Dans son livre Le Coup d’État citoyen, Romain Slitine fait un tour du monde des initiatives démocratiques remettant les citoyens au cœur de la vie politique. Quelles leçons en tirer pour la France ?
Il y a un désintérêt pour le fonctionnement de nos institutions. Les partis ne parviennent plus à recruter de militants, ni à produire d’idées nouvelles, ni à faire le lien avec la société civile. Les élections mobilisent de moins en moins. Et neuf Français sur dix considèrent que la classe politique ne prend pas en compte leurs attentes. La démocratie traverse donc une crise de représentativité – parce que nous l’avons réduite à un système où notre rôle se limite à voter tous les cinq ans pour qu’une minorité prenne des décisions au nom de tous. En dehors de ces échéances, beaucoup se sentent absents voire oubliés de la vie politique du pays. On a rendu les citoyens très passifs, alors même que la société est traversée par un fort désir de s’impliquer, de partager, de travailler ensemble, comme en témoigne notamment l’esprit collaboratif qui se développe avec Internet.
Primo, toutes ces initiatives font la part belle à l’expérimentation : on propose des solutions, on essaie, on assume ses échecs, on apprend de ses erreurs. Deuxio, elles reposent le plus souvent sur la pleine exploitation des outils numériques. Tertio, elles sont généralement portées par des individus qui ont un projet fort, une vision pour la société dans son ensemble – hors d’un clivage gauche-droite d’ailleurs.

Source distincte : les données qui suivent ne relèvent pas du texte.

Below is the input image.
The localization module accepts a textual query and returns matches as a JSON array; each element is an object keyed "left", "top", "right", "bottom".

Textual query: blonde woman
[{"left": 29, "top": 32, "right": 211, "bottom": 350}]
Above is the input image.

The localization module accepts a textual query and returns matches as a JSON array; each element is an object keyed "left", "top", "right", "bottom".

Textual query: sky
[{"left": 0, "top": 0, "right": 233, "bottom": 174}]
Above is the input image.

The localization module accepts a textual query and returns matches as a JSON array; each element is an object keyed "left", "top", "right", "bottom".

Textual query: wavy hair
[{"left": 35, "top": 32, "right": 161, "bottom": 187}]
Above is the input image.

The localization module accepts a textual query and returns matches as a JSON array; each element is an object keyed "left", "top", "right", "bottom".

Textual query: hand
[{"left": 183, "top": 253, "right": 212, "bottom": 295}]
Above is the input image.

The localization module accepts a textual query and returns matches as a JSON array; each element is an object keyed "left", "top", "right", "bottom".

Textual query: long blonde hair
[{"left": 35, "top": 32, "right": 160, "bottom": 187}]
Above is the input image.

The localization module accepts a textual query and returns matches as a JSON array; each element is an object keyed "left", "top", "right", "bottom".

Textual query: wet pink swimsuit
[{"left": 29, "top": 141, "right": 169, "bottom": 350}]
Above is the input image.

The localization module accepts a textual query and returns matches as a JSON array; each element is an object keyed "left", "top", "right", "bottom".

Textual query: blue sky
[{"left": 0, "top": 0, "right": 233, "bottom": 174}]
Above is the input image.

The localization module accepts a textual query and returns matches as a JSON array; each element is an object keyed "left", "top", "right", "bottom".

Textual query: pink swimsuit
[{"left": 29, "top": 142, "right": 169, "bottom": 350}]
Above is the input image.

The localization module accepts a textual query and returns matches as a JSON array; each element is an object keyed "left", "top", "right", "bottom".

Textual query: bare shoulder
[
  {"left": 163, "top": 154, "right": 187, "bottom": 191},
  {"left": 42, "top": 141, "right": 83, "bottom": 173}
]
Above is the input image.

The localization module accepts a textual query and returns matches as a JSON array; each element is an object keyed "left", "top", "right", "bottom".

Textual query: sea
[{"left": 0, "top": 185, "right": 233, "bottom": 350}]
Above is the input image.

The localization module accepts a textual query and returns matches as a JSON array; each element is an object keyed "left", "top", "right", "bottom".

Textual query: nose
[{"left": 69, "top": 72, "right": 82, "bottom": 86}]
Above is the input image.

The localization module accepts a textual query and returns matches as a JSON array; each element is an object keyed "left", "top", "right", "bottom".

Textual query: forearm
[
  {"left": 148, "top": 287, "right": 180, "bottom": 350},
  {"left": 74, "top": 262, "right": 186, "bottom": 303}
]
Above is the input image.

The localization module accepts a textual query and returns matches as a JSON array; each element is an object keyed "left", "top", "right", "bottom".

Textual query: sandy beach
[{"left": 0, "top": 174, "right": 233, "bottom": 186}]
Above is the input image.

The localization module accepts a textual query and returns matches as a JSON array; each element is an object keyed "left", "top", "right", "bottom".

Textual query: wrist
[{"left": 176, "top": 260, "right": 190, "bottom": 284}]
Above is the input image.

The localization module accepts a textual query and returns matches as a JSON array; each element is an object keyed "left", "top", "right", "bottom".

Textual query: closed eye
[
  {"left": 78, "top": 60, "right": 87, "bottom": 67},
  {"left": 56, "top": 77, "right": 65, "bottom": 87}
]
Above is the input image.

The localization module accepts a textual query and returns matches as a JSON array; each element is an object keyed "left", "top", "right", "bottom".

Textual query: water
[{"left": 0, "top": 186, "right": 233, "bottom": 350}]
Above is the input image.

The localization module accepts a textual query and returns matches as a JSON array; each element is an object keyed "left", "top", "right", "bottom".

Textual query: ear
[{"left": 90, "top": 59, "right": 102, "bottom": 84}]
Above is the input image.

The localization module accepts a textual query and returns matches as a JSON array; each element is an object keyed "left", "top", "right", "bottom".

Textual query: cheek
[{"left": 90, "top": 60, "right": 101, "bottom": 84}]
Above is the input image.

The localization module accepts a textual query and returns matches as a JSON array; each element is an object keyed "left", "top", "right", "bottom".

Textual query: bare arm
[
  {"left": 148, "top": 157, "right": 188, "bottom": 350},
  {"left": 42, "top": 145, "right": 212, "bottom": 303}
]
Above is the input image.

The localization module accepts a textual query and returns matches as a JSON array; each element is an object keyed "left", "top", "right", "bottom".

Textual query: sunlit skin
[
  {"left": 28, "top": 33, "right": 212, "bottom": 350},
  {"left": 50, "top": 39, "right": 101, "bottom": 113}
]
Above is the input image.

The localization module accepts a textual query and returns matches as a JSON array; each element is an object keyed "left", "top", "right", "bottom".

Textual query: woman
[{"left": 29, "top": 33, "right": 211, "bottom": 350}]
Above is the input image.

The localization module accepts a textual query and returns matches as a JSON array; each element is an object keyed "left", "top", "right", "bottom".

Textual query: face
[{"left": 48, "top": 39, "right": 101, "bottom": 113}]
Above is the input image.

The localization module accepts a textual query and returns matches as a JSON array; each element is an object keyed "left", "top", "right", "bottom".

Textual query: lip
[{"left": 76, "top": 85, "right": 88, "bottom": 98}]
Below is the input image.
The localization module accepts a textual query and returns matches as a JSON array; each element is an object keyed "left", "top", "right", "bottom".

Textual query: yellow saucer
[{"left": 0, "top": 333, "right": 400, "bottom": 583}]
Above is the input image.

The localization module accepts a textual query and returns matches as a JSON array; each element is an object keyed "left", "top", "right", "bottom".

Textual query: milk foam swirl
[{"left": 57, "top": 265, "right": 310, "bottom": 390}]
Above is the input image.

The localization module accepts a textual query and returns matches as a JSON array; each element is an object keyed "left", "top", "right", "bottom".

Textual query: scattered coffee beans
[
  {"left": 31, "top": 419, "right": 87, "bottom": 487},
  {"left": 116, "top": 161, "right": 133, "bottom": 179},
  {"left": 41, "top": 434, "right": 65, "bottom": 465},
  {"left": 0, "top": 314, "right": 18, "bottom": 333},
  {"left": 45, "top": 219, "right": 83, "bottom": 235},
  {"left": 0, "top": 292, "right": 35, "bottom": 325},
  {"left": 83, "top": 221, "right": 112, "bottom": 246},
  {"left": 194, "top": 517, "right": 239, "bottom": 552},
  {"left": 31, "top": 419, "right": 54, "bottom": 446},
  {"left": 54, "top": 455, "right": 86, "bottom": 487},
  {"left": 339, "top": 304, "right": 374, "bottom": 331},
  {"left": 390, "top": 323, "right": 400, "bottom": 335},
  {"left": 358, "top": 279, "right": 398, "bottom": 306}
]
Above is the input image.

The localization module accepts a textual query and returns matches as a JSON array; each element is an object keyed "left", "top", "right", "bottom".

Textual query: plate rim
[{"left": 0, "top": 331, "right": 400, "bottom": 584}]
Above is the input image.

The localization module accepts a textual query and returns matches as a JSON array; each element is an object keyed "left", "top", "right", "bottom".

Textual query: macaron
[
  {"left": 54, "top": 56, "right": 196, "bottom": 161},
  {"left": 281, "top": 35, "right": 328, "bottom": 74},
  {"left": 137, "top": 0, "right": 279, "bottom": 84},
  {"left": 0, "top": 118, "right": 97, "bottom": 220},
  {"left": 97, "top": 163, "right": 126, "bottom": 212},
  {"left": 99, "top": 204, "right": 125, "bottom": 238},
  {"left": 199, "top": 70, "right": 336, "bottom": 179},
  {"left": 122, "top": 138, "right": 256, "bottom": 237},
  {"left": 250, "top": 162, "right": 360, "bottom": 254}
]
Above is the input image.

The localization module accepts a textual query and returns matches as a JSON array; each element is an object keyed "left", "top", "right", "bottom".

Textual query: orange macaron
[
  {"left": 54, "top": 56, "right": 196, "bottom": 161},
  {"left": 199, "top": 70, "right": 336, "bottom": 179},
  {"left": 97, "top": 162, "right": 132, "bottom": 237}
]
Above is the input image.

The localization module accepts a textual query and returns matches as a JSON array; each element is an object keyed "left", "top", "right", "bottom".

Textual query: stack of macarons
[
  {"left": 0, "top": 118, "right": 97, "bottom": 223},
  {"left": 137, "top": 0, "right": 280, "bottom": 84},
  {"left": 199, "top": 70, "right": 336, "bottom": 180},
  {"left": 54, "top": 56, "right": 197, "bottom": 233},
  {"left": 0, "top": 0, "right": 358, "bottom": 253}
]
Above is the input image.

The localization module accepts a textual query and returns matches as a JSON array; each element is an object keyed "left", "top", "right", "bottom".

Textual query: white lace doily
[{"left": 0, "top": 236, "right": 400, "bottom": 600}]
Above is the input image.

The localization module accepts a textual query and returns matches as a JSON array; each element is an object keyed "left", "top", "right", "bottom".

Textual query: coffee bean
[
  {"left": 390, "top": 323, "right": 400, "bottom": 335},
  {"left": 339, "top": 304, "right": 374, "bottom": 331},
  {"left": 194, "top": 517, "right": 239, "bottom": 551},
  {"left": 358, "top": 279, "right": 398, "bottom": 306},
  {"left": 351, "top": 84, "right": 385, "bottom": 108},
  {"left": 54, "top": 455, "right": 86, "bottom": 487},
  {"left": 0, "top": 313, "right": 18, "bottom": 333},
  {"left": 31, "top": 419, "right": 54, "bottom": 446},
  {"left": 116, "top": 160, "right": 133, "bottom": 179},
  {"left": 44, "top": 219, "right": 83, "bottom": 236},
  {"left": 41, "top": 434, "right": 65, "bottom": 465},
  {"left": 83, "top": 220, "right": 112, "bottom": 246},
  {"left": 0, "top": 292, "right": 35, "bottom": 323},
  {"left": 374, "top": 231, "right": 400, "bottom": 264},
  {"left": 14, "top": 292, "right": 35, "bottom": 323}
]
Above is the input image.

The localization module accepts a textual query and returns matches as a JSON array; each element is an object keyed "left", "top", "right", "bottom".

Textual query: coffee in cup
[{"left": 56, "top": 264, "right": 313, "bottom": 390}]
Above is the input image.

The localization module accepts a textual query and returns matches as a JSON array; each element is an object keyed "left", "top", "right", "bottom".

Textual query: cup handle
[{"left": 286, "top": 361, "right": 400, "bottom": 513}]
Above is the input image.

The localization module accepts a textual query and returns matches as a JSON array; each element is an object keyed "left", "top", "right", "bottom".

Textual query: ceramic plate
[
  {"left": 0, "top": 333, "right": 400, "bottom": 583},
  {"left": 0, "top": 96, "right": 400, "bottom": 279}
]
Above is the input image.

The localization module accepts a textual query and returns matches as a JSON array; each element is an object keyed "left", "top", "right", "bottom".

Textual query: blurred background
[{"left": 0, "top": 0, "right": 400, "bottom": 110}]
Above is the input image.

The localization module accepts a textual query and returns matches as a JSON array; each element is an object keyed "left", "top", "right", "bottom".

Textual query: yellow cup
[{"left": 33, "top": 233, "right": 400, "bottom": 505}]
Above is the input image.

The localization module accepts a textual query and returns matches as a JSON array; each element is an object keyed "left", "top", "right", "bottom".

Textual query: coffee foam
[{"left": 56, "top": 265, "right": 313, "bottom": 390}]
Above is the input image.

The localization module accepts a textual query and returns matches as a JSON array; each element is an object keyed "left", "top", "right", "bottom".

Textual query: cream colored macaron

Prenons celui de la Finlande. En 2012, le pays ratifie le Citizen Initiative Act, qui permet à la population de saisir directement le Parlement pour créer une loi. Sur le papier, c’est une avancée, mais dans les faits, la démarche est complexe à mettre en œuvre. C’est là qu’intervient Open Ministry, plateforme privée accompagnant les porteurs de projets de loi. Première étape : la proposition est soumise aux internautes, qui peuvent la commenter, l’améliorer, l’enrichir. Deuxième étape : des juristes bénévoles traduisent la proposition juridiquement afin de s’assurer qu’elle ne sera pas retoquée pour une question de forme. Troisième étape : la plateforme organise une campagne de communication pour récolter les suffrages de 50 000 citoyens, seuil minimal à partir duquel la proposition peut être soumise au Parlement. C’est ainsi que la loi ouvrant le mariage aux homosexuels a été votée en 2014 – sans accroc. En France, la décision est venue d’en haut, provoquant les remous que l’on sait. Là-bas, c’est le bas qui a pris les devants, et la discussion a été beaucoup plus sereine.
Tout est parti du constat que le citoyen est le grand exclu de la fabrication des lois. Celles-ci sont élaborées en chambres fermées, sans grande transparence. La plateforme Parlement & Citoyens permet à un député, un sénateur ou un ministre de mettre en ligne un projet de loi, ainsi que toutes les ressources documentaires pour comprendre celui-ci. Les citoyens peuvent alors proposer des amendements, soumis au vote des internautes. Le rapporteur de la loi fait ensuite la synthèse des contributions, en retient certaines et explique ses choix aux participants. La loi sur la biodiversité de Joël Labbé et la loi pour une République numérique d’Axelle Lemaire, toutes deux promulguées durant le mandat de François Hollande, ont été rédigées de cette façon. Depuis, on a même vu une proposition de loi pour systématiser ce fonctionnement.